Petrol producing countries could face $9T revenue gap in 20 years

Accelerating energy transition and falling oil and gas demand leave 40 petrostates with need to diversify their economies

A total of 40 oil and gas-producing countries could face a shortfall of $9 trillion in government revenues over the next 20 years, as demand falls in line with the tightening global climate policy and technological advances, a new report from Carbon Tracker said Thursday.

The London-based think tank’s report,Beyond Petrostates: The Burning Need to Cut Oil Dependence in the Energy Transition, calculated that 40 petrostates could see an average 46% drop in expected revenues from oil and gas as the world goes through an energy transition to clean sources.

These countries need strong international support to diversify their economies and avoid social and political instability, the report said.

The report called on petrostates to act now to reduce their dependence on oil and gas revenues by cutting public spending, raising new taxes and restructuring their economies.

“Continuing to invest in new oil and gas projects risks creating stranded assets and wasting capital that would be better spent on developing sustainable new industries,” it warned.

Over 400 million people live in the 19 worst affected countries where declining fossil fuel revenues could see total government income fall by at least 20%, leading to cuts in public services and job losses, the report found.

Half of these live in Nigeria, where a 70% drop in oil revenues would cut total government income by a third and Angola, home to 33 million, could lose over 40% of government income.

The report found that as well as Angola, Azerbaijan is also among seven countries that could lose at least 40% of total government revenues.

Nigeria, Algeria, Saudi Arabia, Kuwait and Iraq are among 12 petrostates that could lose 20%-40% of their revenues while Mexico, Russia and Iran are among ten countries that could lose 10%-20% of revenues, according to the report.

“Norway and Malaysia are less vulnerable among the petrostates because of their diversified economies, but still stand to lose 5%-10% of government revenues,” the report said.

In addition to the 40 petrostates, many of the world’s biggest oil and gas producers, including the US, UK, China, India, Brazil and the Netherlands face major drops in revenues but these countries are not the focus of the study as their economies are more diverse and less dependent on oil and gas.

All oil-producing countries worldwide have the risk of losing $13 trillion by 2040 marking a 51% drop, the report shows.

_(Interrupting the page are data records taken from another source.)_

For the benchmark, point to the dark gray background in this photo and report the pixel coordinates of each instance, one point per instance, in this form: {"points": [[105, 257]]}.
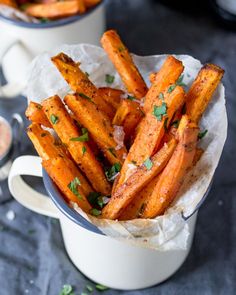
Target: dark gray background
{"points": [[32, 255]]}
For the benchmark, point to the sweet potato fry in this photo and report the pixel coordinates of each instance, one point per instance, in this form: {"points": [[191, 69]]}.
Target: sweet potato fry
{"points": [[197, 156], [111, 95], [56, 10], [136, 206], [76, 142], [152, 129], [202, 89], [44, 142], [48, 149], [98, 125], [173, 174], [166, 77], [35, 114], [68, 178], [123, 62], [128, 115], [137, 181], [91, 3], [10, 3], [80, 83]]}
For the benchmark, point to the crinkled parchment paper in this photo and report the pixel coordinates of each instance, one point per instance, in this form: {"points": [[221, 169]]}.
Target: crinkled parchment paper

“It’s in the interests of all nations to minimize global temperature rise and this means rapidly reducing our use of fossil fuels. But many countries are heavily reliant on oil revenues. The time to act on rebalancing their economies is now. Waiting for demand to fall will be leaving it far too late,” Mike Coffin, the author of the report and senior oil, gas and mining analyst said.

Head of Climate, Energy and Industry at Carbon Tracker, Andrew Grant, said that government oil revenues will shift dramatically as the market shakes out during the energy transition.

“Understanding the scale of the challenge and which nations are most vulnerable will help policymakers focus their efforts. Cushioning the landing for hundreds of millions will deliver better outcomes for both climate and human development,” he noted.

According to the report, it is in the international community’s interests to help petrostates successfully navigate the energy transition by reducing their dependence on fossil fuel production to meet global climate targets and avoid instability and social unrest as the global economy is decarbonized.

The scale of initial investments in renewable energy sectors in some of these petrostates is not enough to meet the challenge and the pace of the energy transition, the report warned.